I witness time and time again divers on my boat, the Midnight Express struggle with lanyards as I have just described. If you happen to be one of them please don't be offended, but heed my advice. Often a diver will climb on to the ladder on a choppy day with camera attached to them by a long stretchy lanyard. 9 times out of 10 that darn thing gets hung up on the rungs while they are trying to navigate the ladder safely back to the deck of the boat. I hold my breath nervously when I see someone with one hand try to unhook themselves and with the other hand hold on to the ladder while being thrown around like a mechanical bull. If you have to use a lanyard, unclip the gear from your body first, stow the lanyard away properly and then head for the ladder. This technique may save your equipment from damage not to mention your physical well being.

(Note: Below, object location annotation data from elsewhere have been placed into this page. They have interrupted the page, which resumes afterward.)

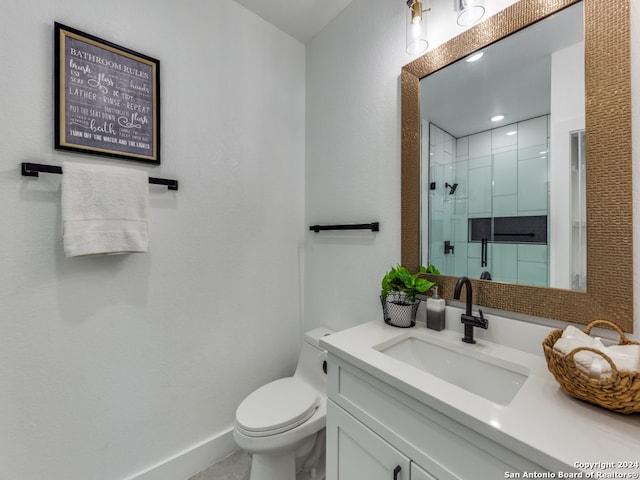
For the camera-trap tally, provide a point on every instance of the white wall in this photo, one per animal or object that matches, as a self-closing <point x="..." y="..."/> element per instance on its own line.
<point x="353" y="154"/>
<point x="111" y="365"/>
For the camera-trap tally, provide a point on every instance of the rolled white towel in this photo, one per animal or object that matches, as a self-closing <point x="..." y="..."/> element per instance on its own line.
<point x="590" y="363"/>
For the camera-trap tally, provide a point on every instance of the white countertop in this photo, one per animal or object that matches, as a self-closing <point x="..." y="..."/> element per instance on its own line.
<point x="541" y="415"/>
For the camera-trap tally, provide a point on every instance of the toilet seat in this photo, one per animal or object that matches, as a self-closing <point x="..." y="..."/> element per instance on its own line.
<point x="276" y="407"/>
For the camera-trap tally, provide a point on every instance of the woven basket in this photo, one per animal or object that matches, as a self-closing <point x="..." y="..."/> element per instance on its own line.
<point x="619" y="392"/>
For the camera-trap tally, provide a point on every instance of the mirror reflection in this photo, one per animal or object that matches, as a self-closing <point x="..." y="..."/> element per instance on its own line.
<point x="503" y="137"/>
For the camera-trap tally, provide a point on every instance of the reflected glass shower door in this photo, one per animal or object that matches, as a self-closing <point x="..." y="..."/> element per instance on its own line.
<point x="488" y="202"/>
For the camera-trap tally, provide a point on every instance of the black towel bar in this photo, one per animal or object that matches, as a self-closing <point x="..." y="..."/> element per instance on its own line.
<point x="34" y="169"/>
<point x="374" y="227"/>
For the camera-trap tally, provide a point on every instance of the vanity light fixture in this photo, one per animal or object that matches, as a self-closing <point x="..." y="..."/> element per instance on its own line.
<point x="416" y="28"/>
<point x="469" y="12"/>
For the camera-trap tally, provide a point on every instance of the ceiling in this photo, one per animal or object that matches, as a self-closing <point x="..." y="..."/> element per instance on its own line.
<point x="513" y="78"/>
<point x="302" y="19"/>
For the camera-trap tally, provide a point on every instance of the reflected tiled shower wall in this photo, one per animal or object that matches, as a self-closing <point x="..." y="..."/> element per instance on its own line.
<point x="497" y="173"/>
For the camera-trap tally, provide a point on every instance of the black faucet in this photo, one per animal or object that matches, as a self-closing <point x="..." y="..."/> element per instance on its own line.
<point x="467" y="317"/>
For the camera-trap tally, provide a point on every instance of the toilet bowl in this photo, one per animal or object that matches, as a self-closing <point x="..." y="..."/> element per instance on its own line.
<point x="281" y="424"/>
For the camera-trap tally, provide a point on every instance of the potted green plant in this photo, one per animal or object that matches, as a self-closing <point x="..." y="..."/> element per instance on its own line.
<point x="398" y="295"/>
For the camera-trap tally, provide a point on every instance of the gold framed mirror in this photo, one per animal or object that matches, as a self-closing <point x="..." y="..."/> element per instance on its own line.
<point x="609" y="293"/>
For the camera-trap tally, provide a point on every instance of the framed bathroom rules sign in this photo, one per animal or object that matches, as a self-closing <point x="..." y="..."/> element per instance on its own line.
<point x="107" y="98"/>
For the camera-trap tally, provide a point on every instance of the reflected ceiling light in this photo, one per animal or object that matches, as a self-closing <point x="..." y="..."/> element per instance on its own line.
<point x="469" y="11"/>
<point x="474" y="57"/>
<point x="416" y="28"/>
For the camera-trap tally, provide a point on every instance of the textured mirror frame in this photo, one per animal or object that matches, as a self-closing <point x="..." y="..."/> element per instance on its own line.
<point x="609" y="292"/>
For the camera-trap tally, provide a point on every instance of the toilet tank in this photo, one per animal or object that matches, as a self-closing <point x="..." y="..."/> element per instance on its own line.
<point x="312" y="358"/>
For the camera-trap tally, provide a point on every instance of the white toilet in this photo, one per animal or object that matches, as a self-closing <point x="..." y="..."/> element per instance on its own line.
<point x="281" y="424"/>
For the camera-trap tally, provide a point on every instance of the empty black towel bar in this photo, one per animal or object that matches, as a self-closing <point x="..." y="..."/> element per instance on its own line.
<point x="374" y="227"/>
<point x="34" y="169"/>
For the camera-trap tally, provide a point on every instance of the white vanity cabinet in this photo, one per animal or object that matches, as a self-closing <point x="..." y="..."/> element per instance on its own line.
<point x="376" y="431"/>
<point x="357" y="452"/>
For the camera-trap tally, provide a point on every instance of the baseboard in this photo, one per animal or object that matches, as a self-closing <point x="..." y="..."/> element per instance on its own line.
<point x="192" y="460"/>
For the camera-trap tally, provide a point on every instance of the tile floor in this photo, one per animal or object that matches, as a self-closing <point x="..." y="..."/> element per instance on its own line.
<point x="234" y="467"/>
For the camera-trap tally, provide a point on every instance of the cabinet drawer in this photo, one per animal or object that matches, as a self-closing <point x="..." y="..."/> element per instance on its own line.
<point x="354" y="451"/>
<point x="446" y="448"/>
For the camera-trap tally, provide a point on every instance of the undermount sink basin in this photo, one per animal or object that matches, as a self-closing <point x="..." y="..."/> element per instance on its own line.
<point x="490" y="377"/>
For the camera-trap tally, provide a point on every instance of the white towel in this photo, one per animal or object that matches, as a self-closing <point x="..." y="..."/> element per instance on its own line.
<point x="104" y="209"/>
<point x="624" y="357"/>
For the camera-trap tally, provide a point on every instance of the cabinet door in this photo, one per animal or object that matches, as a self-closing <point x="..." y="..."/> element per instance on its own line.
<point x="354" y="451"/>
<point x="418" y="473"/>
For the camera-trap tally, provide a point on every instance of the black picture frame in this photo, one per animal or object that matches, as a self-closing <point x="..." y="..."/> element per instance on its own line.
<point x="107" y="98"/>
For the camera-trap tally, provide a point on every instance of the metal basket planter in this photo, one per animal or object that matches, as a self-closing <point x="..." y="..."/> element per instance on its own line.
<point x="398" y="310"/>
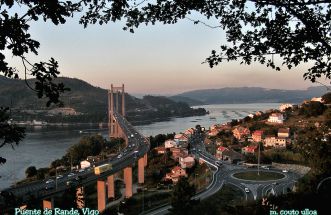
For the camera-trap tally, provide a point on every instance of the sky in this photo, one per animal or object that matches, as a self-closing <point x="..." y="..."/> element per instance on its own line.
<point x="160" y="59"/>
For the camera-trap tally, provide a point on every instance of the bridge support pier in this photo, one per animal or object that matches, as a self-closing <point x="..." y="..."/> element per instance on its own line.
<point x="145" y="159"/>
<point x="48" y="204"/>
<point x="80" y="200"/>
<point x="101" y="189"/>
<point x="141" y="169"/>
<point x="128" y="181"/>
<point x="111" y="188"/>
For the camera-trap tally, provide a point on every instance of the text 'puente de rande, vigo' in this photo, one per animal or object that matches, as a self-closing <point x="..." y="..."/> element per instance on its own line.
<point x="137" y="147"/>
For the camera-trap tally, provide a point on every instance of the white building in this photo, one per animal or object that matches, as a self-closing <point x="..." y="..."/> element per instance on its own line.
<point x="283" y="107"/>
<point x="276" y="118"/>
<point x="186" y="162"/>
<point x="276" y="142"/>
<point x="317" y="99"/>
<point x="85" y="164"/>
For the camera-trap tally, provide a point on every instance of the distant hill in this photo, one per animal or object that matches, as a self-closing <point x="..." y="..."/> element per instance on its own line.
<point x="89" y="100"/>
<point x="189" y="101"/>
<point x="233" y="95"/>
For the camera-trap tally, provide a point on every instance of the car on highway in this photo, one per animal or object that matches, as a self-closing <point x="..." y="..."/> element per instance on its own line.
<point x="50" y="186"/>
<point x="71" y="174"/>
<point x="59" y="176"/>
<point x="49" y="181"/>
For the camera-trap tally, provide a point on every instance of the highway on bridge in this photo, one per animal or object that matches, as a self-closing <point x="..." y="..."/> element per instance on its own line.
<point x="223" y="174"/>
<point x="137" y="146"/>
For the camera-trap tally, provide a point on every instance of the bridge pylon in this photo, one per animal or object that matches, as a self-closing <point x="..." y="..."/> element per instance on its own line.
<point x="116" y="103"/>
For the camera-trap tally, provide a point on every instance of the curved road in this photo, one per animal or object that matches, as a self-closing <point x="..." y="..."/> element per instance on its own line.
<point x="137" y="147"/>
<point x="223" y="173"/>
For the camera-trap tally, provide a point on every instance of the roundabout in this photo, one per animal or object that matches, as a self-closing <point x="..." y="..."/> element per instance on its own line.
<point x="258" y="176"/>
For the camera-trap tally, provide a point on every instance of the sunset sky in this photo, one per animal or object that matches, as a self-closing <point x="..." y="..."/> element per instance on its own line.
<point x="160" y="59"/>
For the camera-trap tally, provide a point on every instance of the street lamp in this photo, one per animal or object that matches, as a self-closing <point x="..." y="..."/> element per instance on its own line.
<point x="195" y="176"/>
<point x="258" y="162"/>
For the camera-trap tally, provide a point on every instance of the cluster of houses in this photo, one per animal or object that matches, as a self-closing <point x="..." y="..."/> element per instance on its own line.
<point x="233" y="153"/>
<point x="178" y="149"/>
<point x="241" y="133"/>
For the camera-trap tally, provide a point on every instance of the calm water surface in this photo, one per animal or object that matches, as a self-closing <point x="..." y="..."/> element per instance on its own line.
<point x="43" y="145"/>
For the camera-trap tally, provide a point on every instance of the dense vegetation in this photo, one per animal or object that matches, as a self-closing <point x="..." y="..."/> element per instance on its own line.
<point x="90" y="102"/>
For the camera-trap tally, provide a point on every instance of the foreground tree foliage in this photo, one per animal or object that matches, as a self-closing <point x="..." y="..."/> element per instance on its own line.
<point x="256" y="30"/>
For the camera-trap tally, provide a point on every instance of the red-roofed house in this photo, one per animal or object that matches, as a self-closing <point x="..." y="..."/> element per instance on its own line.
<point x="277" y="142"/>
<point x="257" y="135"/>
<point x="177" y="152"/>
<point x="186" y="161"/>
<point x="284" y="132"/>
<point x="240" y="132"/>
<point x="175" y="174"/>
<point x="276" y="118"/>
<point x="160" y="150"/>
<point x="170" y="144"/>
<point x="250" y="149"/>
<point x="189" y="132"/>
<point x="181" y="139"/>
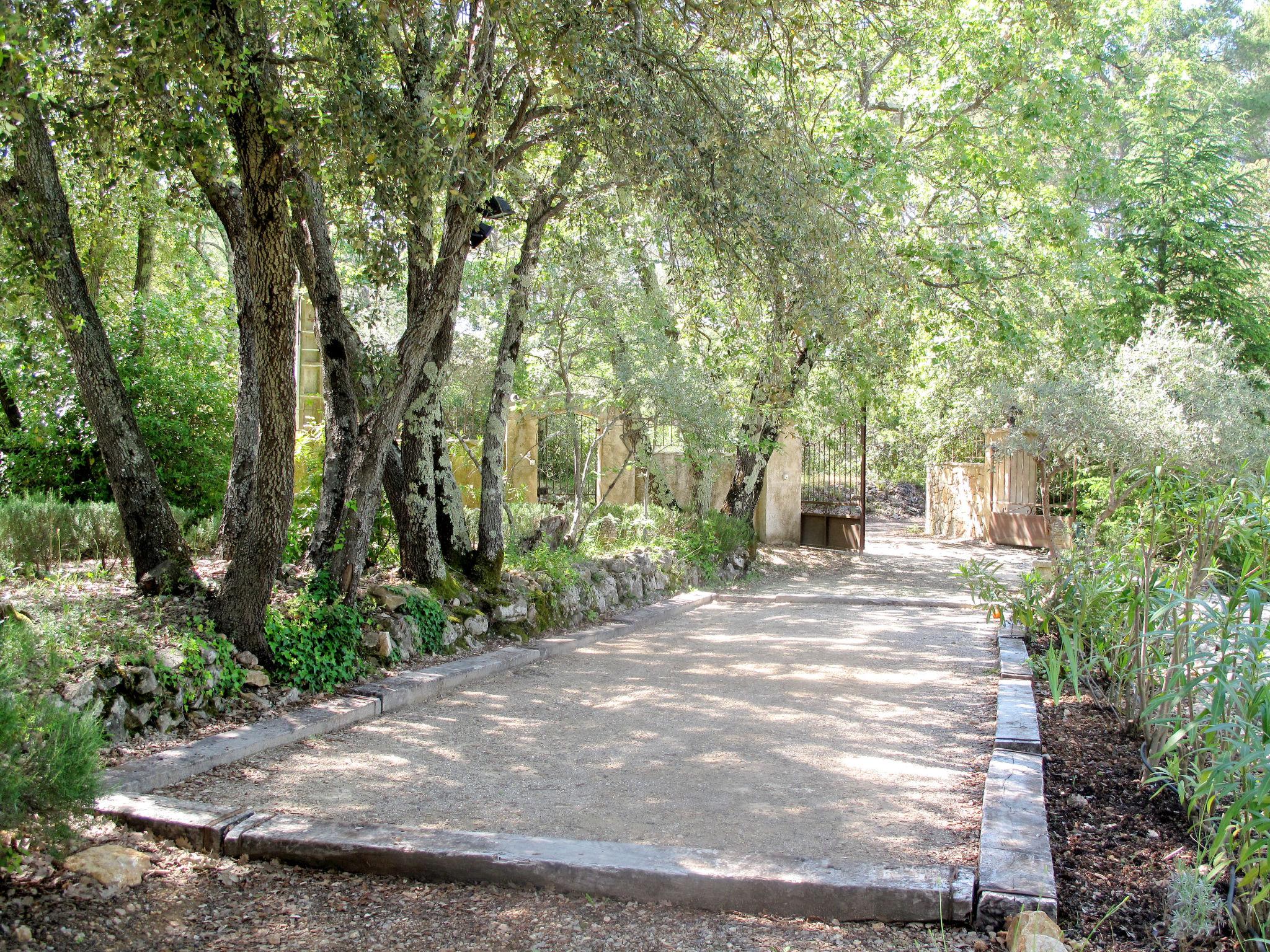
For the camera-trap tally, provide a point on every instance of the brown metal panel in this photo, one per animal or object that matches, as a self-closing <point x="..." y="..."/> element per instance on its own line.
<point x="1019" y="530"/>
<point x="814" y="530"/>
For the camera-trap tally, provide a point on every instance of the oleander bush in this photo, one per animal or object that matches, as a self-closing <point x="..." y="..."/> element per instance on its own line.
<point x="1166" y="625"/>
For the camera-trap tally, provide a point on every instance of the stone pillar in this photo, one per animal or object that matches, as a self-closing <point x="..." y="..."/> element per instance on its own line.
<point x="522" y="457"/>
<point x="779" y="514"/>
<point x="616" y="472"/>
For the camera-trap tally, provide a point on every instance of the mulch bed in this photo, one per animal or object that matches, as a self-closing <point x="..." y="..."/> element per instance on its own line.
<point x="1112" y="838"/>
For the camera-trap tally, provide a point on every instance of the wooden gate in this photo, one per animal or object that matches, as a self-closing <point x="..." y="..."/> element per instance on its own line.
<point x="833" y="488"/>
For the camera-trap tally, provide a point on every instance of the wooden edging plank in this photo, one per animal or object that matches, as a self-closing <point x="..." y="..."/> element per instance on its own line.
<point x="629" y="871"/>
<point x="368" y="701"/>
<point x="812" y="598"/>
<point x="1016" y="866"/>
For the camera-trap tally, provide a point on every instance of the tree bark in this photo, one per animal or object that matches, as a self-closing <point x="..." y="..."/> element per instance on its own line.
<point x="342" y="356"/>
<point x="145" y="270"/>
<point x="241" y="604"/>
<point x="226" y="201"/>
<point x="761" y="432"/>
<point x="492" y="540"/>
<point x="424" y="557"/>
<point x="33" y="207"/>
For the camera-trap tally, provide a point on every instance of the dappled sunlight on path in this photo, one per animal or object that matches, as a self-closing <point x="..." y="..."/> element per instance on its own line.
<point x="809" y="730"/>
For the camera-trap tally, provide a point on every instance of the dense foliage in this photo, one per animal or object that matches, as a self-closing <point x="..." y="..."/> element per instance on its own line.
<point x="1165" y="622"/>
<point x="315" y="639"/>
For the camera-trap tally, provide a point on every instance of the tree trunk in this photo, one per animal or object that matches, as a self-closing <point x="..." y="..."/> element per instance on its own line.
<point x="144" y="273"/>
<point x="424" y="555"/>
<point x="755" y="448"/>
<point x="431" y="302"/>
<point x="257" y="553"/>
<point x="33" y="206"/>
<point x="492" y="540"/>
<point x="342" y="357"/>
<point x="432" y="282"/>
<point x="226" y="201"/>
<point x="761" y="432"/>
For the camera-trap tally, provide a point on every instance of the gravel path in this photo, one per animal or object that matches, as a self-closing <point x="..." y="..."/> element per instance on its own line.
<point x="818" y="731"/>
<point x="898" y="562"/>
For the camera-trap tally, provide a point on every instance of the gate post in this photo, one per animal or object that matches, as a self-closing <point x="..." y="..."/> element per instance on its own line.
<point x="522" y="455"/>
<point x="779" y="514"/>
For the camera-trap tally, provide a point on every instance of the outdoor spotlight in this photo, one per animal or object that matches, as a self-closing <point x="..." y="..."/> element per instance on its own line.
<point x="497" y="207"/>
<point x="481" y="232"/>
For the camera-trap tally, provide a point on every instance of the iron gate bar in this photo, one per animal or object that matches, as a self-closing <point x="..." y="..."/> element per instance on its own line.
<point x="835" y="487"/>
<point x="558" y="477"/>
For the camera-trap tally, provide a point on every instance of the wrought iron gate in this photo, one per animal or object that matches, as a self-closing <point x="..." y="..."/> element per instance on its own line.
<point x="558" y="464"/>
<point x="833" y="487"/>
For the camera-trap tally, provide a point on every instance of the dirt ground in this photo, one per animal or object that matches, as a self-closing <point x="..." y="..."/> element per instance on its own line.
<point x="817" y="731"/>
<point x="1114" y="839"/>
<point x="191" y="903"/>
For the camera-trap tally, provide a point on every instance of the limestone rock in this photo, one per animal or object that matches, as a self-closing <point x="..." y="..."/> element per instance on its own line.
<point x="255" y="678"/>
<point x="141" y="681"/>
<point x="390" y="601"/>
<point x="403" y="630"/>
<point x="79" y="695"/>
<point x="138" y="716"/>
<point x="1039" y="943"/>
<point x="171" y="658"/>
<point x="1033" y="924"/>
<point x="517" y="611"/>
<point x="111" y="865"/>
<point x="412" y="592"/>
<point x="115" y="724"/>
<point x="450" y="633"/>
<point x="167" y="720"/>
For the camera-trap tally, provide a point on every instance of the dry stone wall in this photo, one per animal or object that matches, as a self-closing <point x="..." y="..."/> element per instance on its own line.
<point x="957" y="500"/>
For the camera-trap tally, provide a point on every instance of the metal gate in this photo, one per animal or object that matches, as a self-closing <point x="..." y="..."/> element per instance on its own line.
<point x="833" y="488"/>
<point x="564" y="444"/>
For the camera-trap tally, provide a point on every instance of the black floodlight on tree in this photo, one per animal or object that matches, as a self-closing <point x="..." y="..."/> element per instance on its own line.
<point x="481" y="232"/>
<point x="494" y="208"/>
<point x="497" y="207"/>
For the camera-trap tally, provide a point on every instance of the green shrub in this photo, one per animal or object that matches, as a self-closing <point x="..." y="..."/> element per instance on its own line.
<point x="182" y="386"/>
<point x="196" y="674"/>
<point x="561" y="565"/>
<point x="37" y="531"/>
<point x="48" y="753"/>
<point x="100" y="531"/>
<point x="711" y="539"/>
<point x="1166" y="626"/>
<point x="315" y="639"/>
<point x="431" y="620"/>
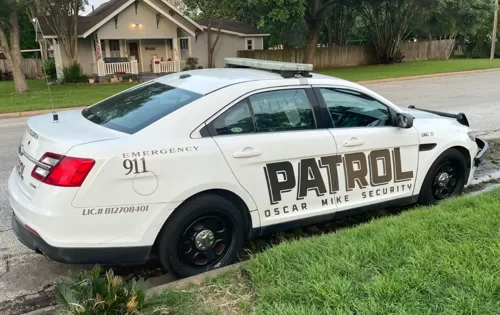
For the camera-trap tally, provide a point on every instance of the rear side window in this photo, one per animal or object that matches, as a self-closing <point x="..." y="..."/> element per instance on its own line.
<point x="137" y="108"/>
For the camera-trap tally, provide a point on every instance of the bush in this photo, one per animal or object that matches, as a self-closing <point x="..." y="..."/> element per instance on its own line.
<point x="50" y="69"/>
<point x="88" y="292"/>
<point x="74" y="74"/>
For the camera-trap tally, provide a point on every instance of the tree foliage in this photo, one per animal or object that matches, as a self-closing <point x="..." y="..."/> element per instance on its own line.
<point x="62" y="18"/>
<point x="215" y="11"/>
<point x="10" y="41"/>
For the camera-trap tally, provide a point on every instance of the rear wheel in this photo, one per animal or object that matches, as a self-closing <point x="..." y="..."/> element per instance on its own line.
<point x="445" y="179"/>
<point x="205" y="233"/>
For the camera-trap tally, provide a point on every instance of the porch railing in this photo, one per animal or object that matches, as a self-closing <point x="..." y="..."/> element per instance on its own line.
<point x="105" y="68"/>
<point x="166" y="66"/>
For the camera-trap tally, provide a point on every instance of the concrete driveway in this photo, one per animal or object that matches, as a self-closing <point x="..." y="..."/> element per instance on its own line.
<point x="25" y="277"/>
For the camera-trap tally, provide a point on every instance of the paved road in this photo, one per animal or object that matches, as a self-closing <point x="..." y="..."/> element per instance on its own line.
<point x="23" y="273"/>
<point x="476" y="95"/>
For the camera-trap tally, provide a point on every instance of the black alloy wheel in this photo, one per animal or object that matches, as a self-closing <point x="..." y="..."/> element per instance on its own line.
<point x="446" y="178"/>
<point x="204" y="233"/>
<point x="445" y="182"/>
<point x="205" y="241"/>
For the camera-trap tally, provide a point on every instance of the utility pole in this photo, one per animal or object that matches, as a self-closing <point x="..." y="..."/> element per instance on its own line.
<point x="494" y="37"/>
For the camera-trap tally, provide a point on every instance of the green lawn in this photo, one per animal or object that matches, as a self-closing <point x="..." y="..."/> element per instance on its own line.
<point x="63" y="95"/>
<point x="410" y="68"/>
<point x="436" y="260"/>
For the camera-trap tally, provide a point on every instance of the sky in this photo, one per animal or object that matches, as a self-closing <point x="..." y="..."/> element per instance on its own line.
<point x="96" y="3"/>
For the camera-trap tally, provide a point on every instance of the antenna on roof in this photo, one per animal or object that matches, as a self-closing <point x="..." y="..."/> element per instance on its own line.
<point x="55" y="116"/>
<point x="286" y="69"/>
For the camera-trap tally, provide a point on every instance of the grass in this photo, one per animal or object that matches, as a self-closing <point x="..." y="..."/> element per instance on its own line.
<point x="63" y="95"/>
<point x="411" y="68"/>
<point x="435" y="260"/>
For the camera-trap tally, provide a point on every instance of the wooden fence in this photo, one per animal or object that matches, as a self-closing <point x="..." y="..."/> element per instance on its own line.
<point x="345" y="56"/>
<point x="32" y="67"/>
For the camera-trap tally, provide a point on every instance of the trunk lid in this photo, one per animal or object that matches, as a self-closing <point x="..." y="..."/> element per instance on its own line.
<point x="43" y="135"/>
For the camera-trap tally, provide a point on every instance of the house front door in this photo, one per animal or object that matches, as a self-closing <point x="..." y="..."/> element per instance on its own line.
<point x="133" y="50"/>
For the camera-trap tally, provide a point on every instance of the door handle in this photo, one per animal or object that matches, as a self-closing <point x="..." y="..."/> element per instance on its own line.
<point x="353" y="142"/>
<point x="247" y="152"/>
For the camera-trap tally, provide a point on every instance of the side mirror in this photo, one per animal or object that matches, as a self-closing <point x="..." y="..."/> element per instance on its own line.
<point x="404" y="120"/>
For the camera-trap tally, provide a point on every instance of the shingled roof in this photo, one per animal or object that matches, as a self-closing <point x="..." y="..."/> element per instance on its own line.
<point x="232" y="26"/>
<point x="85" y="23"/>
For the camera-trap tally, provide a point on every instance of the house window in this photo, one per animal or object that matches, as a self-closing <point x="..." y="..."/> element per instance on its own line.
<point x="114" y="48"/>
<point x="103" y="49"/>
<point x="249" y="43"/>
<point x="184" y="44"/>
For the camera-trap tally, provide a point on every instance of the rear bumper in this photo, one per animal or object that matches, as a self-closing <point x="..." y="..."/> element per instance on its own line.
<point x="483" y="151"/>
<point x="105" y="255"/>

The lanyard I use while diving is an all in one tool that does not get hung up and is very useful for the crew to haul a camera out of the water from the swim deck. I'd seen these used for the first time while working on the liveaoards in Truk Lagoon. This system will work on any type of boat and I guarantee the crew will like it. The best part about it is it costs a few dollars in hardware from the dive shop and hardware store. I have a short length of braided nylon line threaded through a 1/4" rubber hose. On each end there is a brass thumb snap. Each clip attaches to the eye's on the handles of my camera housing. When I jump in the crew will lower the camera to me using this handle to lower it. It keeps the camera and strobes level, making it easy for them to handle the rig and reduces the possibility of your camera getting damaged. Once in the water, I detach the handle and clip it off behind me out of the way on a D ring. Now it doubles as a lanyard if I need it. Since the handle is short and semi rigid, it never gets tangled in anything and I don't even know it's there. If I need it in an emergency, I reach around and recover it easily enough. Otherwise, I do not use it again until I'm ready to pass the camera up to the crew after the dive is over. The crew can recover the camera with the use of one hand and not two. It is safe, cheap and very effective.
Photo Tip of the Week
Bracketing is a technique used to achieve a wider range of photo results by making several exposures of the same subject. This way the odds are more in your favor of yielding a desirable shot that does not contain over or under exposed shadows or highlights. Changing your exposure can be done by stepping up or down your shutter speeds and/or your F-stop. For those of you unsure of what shutter speeds and f-stops are, I can explain them quickly now. The shutter speed is the length of time the cameras shutter is left open allowing light to enter in to the camera and on to the sensor or CCD. Long shutter speeds will yield brighter images, while short ones will yield darker images. F-stops are the size of the aperture or hole leading into the cameras sensor. The higher the number of f-stop the smaller the aperture is letting the least light in. The lower the number f-stop the larger the aperture is etc. By changing your f-stop and/or shutter speed, while shooting the same subject, you will have a wider gamut of exposures to choose from in post-processing. Trying to ascertain what the perfect exposure is underwater may be difficult due to the lighting at the time of day and how it effects your LCD. (Of course learning to read histograms would prevent this problem but that is for another blog).
|Under exposed at
|Just right at F18, 1/250sec.|
By bracketing the shots of this sea fan, from F14 to F18, I succeeded in finding the optimal exposure. F14 was over exposed with highlights 'burned'. F22 was under exposed with the loss of details in the shadows. F18 yielded a better dynamic range from highlights to shadows.